10. For Gombrich’s classic discussion of the psychology of visual representation see Art and Illusion. I hasten to add that Gombrich never intended the term “illusion” to suggest that the beholder is deceived or ensnared by the verisimilitude of the representation. He makes one exception only in his discussion of the Greek story, if the painter who had imitated grapes with such a degree of verisimilitude that the birds came to pick at them (Gombrich 206). Psychologist James J. Gibson discusses this example and Gombrich’s interpretation of it in The Ecological Approach to Visual Perception 281.

11. For a theory of representation as make-believe see Walton. I am heavily indebted to Walton’s discussion of imagining and I share his conviction that the differences among varying forms of representation “must be seen against the background of their commonality, the fact that all prescribe imaginings, generate fictional truths” (Walton 51).

12. Here I am taking up Malcolm Turvey’s Wittgensteinian claim that verbs such as “to believe,” “to understand,” and so on, should be interpreted as referring to forms of behavior toward concrete object or situations, not as occult mental processes. That said, I believe that the verb “to imagine”æin the sense defined above also points to a form of behavior, and thus I feel no need to dispose of the term “imagination” altogether, as Turvey seems at times to imply (See Turvey 456).

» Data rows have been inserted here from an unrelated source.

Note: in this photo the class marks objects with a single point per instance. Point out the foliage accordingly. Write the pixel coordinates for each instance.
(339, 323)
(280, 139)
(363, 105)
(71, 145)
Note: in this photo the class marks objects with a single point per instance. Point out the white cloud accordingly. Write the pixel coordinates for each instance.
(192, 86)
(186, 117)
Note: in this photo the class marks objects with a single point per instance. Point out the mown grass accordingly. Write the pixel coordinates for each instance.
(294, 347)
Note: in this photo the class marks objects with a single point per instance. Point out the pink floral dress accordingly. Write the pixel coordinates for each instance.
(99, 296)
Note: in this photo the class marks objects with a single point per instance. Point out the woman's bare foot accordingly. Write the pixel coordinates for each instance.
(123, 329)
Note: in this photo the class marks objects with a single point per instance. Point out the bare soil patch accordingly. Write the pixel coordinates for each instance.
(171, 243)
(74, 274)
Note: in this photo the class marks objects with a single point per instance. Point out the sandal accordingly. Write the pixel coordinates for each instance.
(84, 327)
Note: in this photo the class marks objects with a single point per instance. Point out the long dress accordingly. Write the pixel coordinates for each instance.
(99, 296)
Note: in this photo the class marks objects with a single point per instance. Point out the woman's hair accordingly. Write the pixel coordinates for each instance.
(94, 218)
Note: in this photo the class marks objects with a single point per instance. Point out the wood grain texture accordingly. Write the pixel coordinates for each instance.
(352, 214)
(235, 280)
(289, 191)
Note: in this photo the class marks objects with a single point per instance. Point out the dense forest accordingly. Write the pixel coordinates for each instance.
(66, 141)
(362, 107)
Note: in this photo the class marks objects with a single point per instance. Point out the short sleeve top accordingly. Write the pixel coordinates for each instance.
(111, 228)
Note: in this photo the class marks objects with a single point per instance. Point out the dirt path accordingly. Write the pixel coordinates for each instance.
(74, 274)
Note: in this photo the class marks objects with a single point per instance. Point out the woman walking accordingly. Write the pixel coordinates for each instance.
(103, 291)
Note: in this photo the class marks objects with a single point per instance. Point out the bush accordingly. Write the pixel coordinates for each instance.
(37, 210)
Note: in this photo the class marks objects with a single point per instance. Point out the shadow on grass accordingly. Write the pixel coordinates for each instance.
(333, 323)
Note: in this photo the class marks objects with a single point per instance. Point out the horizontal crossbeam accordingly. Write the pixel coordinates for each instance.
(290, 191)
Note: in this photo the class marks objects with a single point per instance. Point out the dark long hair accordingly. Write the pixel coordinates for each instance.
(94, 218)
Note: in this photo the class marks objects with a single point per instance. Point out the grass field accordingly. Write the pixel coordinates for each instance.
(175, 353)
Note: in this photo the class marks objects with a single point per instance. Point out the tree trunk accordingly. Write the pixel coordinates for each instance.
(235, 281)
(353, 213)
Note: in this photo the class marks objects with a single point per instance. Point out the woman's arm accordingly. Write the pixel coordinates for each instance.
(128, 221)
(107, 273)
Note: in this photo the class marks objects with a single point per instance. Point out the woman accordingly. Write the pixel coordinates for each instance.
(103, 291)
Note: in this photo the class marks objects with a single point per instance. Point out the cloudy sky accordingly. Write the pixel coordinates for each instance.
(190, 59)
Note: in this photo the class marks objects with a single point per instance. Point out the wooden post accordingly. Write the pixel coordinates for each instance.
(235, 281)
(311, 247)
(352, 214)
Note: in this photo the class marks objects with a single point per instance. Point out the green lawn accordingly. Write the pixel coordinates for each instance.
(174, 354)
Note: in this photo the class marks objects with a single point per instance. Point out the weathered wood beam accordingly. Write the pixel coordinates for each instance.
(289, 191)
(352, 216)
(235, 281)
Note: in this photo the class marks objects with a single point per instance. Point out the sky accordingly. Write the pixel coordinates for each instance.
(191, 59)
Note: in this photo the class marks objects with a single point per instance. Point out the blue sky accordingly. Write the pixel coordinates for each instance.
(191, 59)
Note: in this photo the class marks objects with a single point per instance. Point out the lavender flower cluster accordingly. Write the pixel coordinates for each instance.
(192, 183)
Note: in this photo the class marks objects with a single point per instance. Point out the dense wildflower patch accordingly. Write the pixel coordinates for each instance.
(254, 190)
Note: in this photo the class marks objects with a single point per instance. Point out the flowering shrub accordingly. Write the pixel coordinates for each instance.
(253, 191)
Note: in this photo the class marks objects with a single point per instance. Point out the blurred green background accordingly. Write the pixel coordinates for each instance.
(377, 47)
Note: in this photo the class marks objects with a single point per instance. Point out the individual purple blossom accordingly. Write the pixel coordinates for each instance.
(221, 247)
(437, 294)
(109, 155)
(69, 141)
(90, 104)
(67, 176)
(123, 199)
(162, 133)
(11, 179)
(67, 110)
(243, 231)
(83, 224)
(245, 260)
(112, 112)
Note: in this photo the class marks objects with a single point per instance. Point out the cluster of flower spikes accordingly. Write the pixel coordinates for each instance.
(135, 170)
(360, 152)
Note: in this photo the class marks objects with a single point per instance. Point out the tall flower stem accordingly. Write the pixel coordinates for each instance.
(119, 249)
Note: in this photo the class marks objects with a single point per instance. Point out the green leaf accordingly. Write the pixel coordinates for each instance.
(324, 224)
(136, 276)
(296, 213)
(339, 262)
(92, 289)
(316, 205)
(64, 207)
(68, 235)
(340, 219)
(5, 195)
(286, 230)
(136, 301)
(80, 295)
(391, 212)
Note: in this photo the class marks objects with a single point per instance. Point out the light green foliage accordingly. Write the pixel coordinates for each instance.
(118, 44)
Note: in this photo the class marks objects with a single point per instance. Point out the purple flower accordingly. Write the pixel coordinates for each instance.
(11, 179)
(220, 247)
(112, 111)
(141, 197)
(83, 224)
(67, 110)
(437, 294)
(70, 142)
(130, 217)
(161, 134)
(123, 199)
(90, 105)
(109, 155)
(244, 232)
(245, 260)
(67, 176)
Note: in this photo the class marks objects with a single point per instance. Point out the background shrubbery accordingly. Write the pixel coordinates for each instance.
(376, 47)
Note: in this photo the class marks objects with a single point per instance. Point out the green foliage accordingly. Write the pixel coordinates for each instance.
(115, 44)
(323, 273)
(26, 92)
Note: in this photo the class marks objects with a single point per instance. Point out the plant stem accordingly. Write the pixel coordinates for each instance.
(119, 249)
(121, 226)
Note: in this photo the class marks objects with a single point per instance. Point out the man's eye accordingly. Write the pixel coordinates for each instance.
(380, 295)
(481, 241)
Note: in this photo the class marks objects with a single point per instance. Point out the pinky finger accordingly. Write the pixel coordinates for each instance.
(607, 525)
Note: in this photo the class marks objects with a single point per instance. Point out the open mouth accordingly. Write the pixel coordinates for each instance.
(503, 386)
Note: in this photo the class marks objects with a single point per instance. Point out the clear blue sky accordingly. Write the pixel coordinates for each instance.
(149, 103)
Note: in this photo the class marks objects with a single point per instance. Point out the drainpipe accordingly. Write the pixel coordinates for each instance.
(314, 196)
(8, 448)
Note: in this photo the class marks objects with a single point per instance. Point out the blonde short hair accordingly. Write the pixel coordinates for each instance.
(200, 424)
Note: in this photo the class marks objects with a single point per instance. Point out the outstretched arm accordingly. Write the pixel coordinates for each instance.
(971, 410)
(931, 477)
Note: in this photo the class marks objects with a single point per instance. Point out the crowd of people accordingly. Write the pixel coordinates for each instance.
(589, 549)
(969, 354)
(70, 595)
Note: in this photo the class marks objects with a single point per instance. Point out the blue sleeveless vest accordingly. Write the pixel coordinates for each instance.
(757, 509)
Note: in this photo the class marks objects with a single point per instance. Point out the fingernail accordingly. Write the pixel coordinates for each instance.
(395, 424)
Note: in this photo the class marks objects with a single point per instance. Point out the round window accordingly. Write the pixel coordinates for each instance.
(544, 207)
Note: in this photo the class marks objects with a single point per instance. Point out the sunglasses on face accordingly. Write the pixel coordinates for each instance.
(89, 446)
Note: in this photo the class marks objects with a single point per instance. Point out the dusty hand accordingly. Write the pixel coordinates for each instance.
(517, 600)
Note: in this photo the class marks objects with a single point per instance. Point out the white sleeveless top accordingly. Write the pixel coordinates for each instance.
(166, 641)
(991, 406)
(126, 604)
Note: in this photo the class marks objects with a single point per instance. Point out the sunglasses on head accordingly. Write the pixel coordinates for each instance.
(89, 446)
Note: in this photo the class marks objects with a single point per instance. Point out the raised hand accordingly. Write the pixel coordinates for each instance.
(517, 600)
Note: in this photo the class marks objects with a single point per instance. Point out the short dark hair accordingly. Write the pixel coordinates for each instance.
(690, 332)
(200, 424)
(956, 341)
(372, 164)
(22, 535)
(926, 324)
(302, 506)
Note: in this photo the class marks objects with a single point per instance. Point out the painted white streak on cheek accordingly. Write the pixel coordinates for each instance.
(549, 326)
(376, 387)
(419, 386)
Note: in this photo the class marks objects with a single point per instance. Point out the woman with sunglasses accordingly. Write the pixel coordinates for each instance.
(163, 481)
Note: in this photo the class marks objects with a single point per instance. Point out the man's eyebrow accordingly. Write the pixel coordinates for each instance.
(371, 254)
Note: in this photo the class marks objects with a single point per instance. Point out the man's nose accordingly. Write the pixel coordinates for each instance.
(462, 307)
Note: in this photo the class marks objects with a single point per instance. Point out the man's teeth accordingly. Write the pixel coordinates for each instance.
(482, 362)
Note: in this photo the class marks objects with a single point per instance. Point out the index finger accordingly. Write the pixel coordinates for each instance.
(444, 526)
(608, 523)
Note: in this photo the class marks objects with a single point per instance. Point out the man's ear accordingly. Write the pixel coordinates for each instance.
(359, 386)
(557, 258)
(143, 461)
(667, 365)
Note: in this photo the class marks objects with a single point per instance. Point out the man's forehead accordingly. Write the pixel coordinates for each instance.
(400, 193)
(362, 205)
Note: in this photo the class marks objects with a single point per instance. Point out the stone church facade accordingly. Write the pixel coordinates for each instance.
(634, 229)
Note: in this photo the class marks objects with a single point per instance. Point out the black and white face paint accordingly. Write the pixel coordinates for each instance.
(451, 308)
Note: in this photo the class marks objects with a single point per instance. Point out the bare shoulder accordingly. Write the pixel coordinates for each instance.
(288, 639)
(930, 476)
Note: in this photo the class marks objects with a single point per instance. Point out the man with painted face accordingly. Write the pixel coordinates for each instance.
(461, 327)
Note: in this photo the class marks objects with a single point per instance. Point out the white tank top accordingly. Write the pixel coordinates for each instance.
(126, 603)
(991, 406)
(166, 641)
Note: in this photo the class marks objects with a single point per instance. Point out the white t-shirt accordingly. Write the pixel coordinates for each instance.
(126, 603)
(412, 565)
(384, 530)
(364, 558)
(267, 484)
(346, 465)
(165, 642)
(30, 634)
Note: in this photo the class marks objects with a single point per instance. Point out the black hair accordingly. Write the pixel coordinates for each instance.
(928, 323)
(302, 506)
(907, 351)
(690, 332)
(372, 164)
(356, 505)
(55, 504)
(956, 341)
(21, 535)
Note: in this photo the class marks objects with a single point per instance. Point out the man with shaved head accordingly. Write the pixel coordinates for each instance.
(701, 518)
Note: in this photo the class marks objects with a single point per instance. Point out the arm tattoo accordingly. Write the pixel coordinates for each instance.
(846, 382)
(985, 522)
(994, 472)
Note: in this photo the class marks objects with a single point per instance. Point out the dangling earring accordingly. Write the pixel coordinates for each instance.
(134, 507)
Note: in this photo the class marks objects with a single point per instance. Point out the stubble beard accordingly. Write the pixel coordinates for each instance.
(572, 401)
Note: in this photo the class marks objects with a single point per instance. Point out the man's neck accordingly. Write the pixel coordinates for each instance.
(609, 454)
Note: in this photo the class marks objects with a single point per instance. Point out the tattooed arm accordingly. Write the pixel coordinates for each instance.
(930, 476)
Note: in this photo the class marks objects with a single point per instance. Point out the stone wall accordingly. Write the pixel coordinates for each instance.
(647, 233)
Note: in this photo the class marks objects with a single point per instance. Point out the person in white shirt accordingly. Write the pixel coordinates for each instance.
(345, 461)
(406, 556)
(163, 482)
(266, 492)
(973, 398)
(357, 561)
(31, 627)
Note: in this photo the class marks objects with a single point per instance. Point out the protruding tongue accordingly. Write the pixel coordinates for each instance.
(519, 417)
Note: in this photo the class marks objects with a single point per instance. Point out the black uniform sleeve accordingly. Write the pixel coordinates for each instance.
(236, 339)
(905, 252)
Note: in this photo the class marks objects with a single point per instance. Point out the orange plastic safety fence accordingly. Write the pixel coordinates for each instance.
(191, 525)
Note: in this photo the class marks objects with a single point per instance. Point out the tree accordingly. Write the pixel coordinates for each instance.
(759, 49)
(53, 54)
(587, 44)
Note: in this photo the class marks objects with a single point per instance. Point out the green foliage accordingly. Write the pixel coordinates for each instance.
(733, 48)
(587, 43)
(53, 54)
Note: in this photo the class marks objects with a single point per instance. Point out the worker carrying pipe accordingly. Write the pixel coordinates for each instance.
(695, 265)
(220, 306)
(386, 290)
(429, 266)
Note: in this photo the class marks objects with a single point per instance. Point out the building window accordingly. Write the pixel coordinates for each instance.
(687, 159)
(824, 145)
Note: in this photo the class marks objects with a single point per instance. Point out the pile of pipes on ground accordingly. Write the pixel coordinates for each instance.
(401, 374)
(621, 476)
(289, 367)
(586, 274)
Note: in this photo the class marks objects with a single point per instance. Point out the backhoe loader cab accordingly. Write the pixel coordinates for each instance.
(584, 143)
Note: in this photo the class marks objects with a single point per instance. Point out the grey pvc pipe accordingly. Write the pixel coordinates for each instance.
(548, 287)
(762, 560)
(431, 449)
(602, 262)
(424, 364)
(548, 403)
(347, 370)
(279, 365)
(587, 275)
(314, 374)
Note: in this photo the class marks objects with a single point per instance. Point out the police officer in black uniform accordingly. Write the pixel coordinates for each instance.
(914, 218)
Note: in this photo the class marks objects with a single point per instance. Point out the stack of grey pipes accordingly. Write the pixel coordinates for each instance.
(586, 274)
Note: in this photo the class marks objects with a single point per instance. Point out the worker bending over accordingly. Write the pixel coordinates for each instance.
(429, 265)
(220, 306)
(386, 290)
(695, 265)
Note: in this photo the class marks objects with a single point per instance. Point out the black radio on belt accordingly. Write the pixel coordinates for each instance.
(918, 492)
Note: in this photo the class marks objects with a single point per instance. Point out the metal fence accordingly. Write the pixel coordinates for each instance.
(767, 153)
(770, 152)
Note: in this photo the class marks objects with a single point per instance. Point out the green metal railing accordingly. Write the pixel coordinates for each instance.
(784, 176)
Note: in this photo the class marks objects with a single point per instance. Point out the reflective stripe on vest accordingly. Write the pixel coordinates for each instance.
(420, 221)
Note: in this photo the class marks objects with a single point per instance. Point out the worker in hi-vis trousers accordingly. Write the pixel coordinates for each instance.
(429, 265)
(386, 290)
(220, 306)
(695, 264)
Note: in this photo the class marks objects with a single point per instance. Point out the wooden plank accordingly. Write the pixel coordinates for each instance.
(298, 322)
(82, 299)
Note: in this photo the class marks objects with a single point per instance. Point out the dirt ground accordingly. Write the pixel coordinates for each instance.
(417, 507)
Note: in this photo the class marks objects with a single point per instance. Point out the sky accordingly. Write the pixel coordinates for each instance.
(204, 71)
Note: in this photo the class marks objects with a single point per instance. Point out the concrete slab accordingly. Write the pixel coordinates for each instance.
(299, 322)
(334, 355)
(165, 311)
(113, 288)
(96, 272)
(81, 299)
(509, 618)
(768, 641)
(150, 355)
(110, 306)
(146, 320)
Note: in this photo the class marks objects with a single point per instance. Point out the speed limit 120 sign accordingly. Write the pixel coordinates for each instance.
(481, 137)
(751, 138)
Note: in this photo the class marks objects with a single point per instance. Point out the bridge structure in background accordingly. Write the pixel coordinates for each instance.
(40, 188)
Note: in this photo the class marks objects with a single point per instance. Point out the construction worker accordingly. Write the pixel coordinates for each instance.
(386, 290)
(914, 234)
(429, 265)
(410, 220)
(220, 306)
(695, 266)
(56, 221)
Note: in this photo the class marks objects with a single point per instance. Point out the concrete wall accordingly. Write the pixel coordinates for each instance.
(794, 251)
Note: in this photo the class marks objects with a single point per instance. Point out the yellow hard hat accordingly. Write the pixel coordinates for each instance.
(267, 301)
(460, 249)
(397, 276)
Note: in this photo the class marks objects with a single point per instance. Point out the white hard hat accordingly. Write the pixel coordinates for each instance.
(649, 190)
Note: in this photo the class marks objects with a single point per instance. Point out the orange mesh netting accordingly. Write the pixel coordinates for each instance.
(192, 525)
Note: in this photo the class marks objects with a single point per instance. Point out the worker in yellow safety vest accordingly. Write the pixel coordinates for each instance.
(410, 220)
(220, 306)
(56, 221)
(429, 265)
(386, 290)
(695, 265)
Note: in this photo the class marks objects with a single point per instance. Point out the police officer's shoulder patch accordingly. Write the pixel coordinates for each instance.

13. Scruton discusses imagination as a parallel to metaphor in language. The experience of metaphor, in turn, is for Scruton a paradigm of the double intentionality that permeates the experience of music as well. “[O]ne and the same experience takes sound as its object, and also something that is not and cannot be sound: the life and movement that is music” (Scruton 96).

14. In insisting on the double intentionality of the perception of diegetic music, I am adapting Scruton’s claim to a new context (see footnote 13 above). It needs adding that throughout his book, Scruton shows no interest whatsoever in functional or incidental music, nor in music that is artfully exploited as part of a “combinatoire” of elements (to use Claudia Gorbman’s felicitous expression). This is a troubling aspect of the book, especially when Scruton ventures into general claims about musical representation, expression, and the relationship between music and language. For upon embarking on such claims, one should either define clearly what is meant by music or be inclusive enough to cover a sufficient number of repertories, uses, and ways of listening. Scruton seems instead to assume that the reader will agree that “music” refers to so-called Western classical repertory and that “music listening” is best exemplified by absorbed contemplation of tones in a virtual space.

15. For a classic analysis of belief as a dispositional, as opposed to occurrent, mental state, see H. H. Price, Belief, esp. chaps. 1 and 2, series II. In a chapter called “Half-belief,” Price also offers an illuminating analysis of the experience of “make-believe” (309–310).

16. Noël Carroll and Murray Smith have both argued for the need to sever the link between belief in the actuality of what is shown on the screen and the capacity to engage cognitively and emotionally to it.

17. This is also why such avowedly external elements as the written credits or the voice-over reinforce what Christian Metz calls the “fiction-effect” (and I will later call “absorption”). They reassure the spectator of the distance between her and the story world. See Metz,101.

18. In the terminology of philosopher Kendall Walton, the nondiegetic music in Jaws “makes it fictional” that the shark is attacking the unsuspecting swimmer. Diegetic music, on the other hand, “makes it fictional that there is music, that a band is playing, for instance” (172).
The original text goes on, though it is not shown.